Pemikiran ini timbul sebagai respons terhadap tagar "no viral no justice" atau tidak ada keadilan jika belum diviralkan. Tentu hal itu tidak hanya ditujukan kepada aparat hukum, Tetapi juga para pejabat publik, semisal viral jalan rusak di Rumbia, Lampung Tengah, yang akhirnya pemerintah pusat mengambil alih pembangunannya.
Istilah no viral no justice, tampaknya punya landasan, karena menurut laporan terbaru dari We Are Social and Meltwater bertajuk “Digital 2023” pengguna internet di Indonesia per Januari 2023 mencapai 212,9 juta.
Dalam data yang termuat di website Universitas Insan Cita Indonesia Jakarta menunjukkan, jumlah pengguna media sosial di Indonesia per Januari 2023 mencapai 167 juta orang. Jumlah itu setara 78 persen dari jumlah total pengguna internet di Indonesia yang mencapai 212,9 juta.
Besarnya jumlah pengguna media sosial itu menjadi kekuatan besar dalam membentuk opini publik, misalnya terhadap kasus ketidakadilan dan kebijakan pemerintah yang tidak berpihak bagi kepentingan rakyat.
Dampak penggunaan media sosial yang tidak terbatas dan tidak terkendali hingga pembuat kecerdasan buatan (AI/Artificial Intelligence), mengundurkan diri dari Google setelah dari beberapa dekade.

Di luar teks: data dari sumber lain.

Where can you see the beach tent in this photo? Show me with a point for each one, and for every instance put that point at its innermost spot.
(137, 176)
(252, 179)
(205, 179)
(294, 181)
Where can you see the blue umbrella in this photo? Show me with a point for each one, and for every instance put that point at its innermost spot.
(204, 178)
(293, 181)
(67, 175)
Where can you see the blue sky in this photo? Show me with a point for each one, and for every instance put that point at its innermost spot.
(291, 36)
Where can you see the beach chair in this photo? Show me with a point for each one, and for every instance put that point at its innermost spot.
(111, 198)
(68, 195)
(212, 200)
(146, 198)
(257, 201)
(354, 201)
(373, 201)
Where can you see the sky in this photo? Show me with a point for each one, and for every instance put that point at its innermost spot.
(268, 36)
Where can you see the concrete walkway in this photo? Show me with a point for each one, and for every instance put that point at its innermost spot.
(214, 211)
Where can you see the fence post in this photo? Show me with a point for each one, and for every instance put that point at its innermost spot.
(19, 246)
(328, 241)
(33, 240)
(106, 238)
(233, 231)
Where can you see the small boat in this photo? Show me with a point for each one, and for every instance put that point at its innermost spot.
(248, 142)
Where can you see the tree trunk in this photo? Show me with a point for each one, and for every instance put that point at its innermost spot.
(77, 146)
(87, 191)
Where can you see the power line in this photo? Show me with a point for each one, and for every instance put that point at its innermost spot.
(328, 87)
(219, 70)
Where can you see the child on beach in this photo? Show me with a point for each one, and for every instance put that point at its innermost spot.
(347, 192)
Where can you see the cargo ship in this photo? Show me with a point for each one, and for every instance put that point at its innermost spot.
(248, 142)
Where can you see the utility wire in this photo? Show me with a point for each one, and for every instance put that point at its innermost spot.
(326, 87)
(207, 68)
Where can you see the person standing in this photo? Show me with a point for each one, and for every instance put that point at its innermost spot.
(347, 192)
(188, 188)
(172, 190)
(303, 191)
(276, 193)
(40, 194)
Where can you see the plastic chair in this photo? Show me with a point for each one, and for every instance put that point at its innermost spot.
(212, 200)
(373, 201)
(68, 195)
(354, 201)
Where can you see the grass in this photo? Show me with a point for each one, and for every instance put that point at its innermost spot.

Perjalanan karier membuat guru besar AI itu menyesal karena berdampak pada korban anak-anak muda telah melakukan revolusi teknologi tanpa menghormati hak cipta, dan hak-hak lainnya, hingga banyak perusahaan bangkrut, seperti Sonny Music, Warner Music, dan lain sebagainya, karena banyak dibajak oleh anak-anak mudah dengan kemampuannya menggunakan teknologi tinggi.
Medsos vs pers
Media sosial dalam KBBI disebut, laman atau aplikasi yang memungkinkan pengguna dapat membuat dan berbagi isi atau terlibat dalam jaringan sosial. Penggunaannya, tidak mempunyai standar baku, atau persyaratan ketat, sebagaimana berita yang ditulis seorang jurnalis.